Find the maximum value of E(x,y) [closed]
First of all, as KingW3 said, we can assume $x \ge y$ without loss of generality since $E(x, y) = E(y, x)$. Which gives
$$E(x, y) = xy + x = x(y+1)$$
Then, I agree on the trigonometric approach, and because $x^2 + y^2 = 1$, I suggest to replace $x$ with $\cos(\theta)$ and $y$ with $\sin(\theta)$, which permits to reduce E(x, y) to only one variable, the angle. Let's call $f(\theta) = E(\cos(\theta), \sin(\theta))$.

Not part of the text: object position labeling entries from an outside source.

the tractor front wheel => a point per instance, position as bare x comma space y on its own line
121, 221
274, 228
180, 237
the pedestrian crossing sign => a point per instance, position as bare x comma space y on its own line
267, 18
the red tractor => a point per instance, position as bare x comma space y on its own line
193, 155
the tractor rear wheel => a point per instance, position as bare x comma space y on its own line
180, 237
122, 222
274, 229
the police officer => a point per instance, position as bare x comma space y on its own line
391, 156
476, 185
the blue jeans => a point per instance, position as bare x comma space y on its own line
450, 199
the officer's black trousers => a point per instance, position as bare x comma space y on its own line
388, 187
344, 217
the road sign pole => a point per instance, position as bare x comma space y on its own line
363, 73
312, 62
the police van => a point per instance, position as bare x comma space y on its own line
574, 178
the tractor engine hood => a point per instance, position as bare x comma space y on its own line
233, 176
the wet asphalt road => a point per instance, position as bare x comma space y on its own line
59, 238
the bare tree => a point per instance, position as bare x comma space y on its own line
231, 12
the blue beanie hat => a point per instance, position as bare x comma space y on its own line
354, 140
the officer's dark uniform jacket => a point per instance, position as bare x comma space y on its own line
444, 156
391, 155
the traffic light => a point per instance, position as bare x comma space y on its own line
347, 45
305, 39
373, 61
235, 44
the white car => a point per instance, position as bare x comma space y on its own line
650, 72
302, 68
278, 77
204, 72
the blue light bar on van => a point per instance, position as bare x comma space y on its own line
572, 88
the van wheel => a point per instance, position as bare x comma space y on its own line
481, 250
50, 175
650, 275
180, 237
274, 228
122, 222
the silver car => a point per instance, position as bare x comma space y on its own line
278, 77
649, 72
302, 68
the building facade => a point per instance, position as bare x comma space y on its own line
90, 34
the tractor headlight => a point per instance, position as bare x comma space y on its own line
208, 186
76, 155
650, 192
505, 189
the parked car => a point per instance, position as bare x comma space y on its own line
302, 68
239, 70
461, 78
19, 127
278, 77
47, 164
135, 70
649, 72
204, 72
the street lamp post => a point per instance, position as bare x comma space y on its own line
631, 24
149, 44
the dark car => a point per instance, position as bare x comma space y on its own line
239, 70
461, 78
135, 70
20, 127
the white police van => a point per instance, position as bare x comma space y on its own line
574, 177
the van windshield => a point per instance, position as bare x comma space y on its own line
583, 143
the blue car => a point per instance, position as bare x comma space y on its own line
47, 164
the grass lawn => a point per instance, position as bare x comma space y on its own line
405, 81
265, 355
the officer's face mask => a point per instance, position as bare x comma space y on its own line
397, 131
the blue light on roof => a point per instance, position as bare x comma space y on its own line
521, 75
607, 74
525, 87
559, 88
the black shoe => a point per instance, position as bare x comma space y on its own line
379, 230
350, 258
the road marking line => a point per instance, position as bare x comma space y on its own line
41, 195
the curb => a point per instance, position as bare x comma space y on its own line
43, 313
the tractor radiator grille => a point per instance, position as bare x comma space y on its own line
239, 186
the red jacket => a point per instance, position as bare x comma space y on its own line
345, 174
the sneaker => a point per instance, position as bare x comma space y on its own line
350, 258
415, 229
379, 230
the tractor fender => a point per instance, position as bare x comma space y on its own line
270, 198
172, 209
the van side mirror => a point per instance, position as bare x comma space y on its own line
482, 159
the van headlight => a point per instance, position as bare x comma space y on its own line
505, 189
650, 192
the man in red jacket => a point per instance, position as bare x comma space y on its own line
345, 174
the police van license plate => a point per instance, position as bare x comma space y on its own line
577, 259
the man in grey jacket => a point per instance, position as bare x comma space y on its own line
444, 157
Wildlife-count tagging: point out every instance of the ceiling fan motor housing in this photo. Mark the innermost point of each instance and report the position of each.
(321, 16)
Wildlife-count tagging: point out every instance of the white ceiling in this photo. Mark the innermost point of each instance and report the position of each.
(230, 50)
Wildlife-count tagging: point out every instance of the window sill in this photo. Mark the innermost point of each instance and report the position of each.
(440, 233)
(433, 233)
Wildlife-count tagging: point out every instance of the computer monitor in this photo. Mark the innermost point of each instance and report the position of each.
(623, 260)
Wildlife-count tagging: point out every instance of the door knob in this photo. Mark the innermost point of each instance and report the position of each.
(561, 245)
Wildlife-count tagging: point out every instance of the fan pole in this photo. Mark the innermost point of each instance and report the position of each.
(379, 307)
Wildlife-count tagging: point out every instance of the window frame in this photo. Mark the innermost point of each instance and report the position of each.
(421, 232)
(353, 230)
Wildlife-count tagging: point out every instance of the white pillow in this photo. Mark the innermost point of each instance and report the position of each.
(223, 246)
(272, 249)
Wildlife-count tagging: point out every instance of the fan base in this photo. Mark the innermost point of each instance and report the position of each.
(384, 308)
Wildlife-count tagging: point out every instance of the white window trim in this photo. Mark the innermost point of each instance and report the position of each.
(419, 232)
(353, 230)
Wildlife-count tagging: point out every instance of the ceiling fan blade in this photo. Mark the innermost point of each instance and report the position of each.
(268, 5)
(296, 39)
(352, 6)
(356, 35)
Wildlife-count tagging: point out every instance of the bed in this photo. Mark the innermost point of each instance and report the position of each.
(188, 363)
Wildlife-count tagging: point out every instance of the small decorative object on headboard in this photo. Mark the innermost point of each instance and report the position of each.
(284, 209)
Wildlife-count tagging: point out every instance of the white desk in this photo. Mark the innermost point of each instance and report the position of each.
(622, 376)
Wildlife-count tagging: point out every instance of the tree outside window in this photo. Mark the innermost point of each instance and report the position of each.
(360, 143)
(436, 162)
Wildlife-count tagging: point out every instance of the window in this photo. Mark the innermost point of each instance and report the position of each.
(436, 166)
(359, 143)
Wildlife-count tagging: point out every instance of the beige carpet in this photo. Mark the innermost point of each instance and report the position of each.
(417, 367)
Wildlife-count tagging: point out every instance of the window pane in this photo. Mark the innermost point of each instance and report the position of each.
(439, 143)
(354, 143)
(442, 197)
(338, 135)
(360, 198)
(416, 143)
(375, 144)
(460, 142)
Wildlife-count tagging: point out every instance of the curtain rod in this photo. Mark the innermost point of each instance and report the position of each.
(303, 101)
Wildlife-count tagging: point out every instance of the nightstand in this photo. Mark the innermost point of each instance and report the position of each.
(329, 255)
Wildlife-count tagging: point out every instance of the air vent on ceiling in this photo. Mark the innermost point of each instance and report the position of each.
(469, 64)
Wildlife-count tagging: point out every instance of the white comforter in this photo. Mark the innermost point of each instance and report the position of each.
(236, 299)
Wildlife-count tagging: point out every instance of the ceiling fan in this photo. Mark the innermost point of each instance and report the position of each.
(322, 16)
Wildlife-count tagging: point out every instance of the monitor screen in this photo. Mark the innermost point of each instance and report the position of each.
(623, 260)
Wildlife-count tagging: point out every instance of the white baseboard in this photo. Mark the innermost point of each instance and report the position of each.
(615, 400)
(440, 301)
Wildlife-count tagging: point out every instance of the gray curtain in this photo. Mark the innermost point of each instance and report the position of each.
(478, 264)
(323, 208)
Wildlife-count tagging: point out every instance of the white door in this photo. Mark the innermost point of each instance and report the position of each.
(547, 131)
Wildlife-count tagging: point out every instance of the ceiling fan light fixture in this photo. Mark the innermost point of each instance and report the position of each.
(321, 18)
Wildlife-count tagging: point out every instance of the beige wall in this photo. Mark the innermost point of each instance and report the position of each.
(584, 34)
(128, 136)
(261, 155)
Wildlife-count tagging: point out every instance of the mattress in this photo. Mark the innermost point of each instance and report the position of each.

$$f(\theta) = \cos(\theta)(\sin(\theta) + 1)$$
Our goal is thus to maximize $f(\theta)$, which we can do with calculus. We first search for $f'(\theta)$
$$f'(\theta) = -\sin(\theta)(\sin(\theta) + 1) + \cos(\theta)\cos(\theta)$$
So $f'(\theta) = \cos(\theta)^2 -\sin(\theta)^2 - \sin(\theta)$ and we know that $\cos(\theta)^2 = 1 - \sin(\theta)^2$, allowing us to rewrite
$$f'(\theta) = 1 - \sin(\theta)^2 - \sin(\theta)$$
From there, we want to search for $f'(\theta) = 0 \Leftrightarrow 1 - \sin(\theta)^2 - \sin(\theta) = 0$. Then, even if it not obvious right away, we can try to factorize what we just obtained, which can be done in the following way:
$$f'(\theta) = -(\sin(\theta) + 1)(2\sin(\theta) - 1)$$
So we want at least one of the two parts to be 0 for the overall to be 0. But, since we want $x \ge 0$ and $y \ge 0$, on the range from $0$ to $2\pi$ we must have $0 \ge \theta \ge \frac{\pi}{2}$, and that means that $\sin(\theta) + 1$ has no solution over that range. Our problem thus reduces only to
$$2sin(\theta) - 1 = 0 \Leftrightarrow \sin(\theta) = y = \frac{1}{2}$$
From there, we deduce
$$x^2 + y^2 = 1 \Leftrightarrow x = \sqrt{1 - y^2} = \sqrt{1 - \frac{1}{4}} = \frac{\sqrt{3}}{2}$$
And with this, we obtain our final solution,
$$\max(E(x, y)) = E\left(\frac{\sqrt{3}}{2}, \frac{1}{2}\right) = \frac{\sqrt{3}}{2}\times \left(\frac{1}{2} + 1\right) = \frac{3\sqrt{3}}{4}$$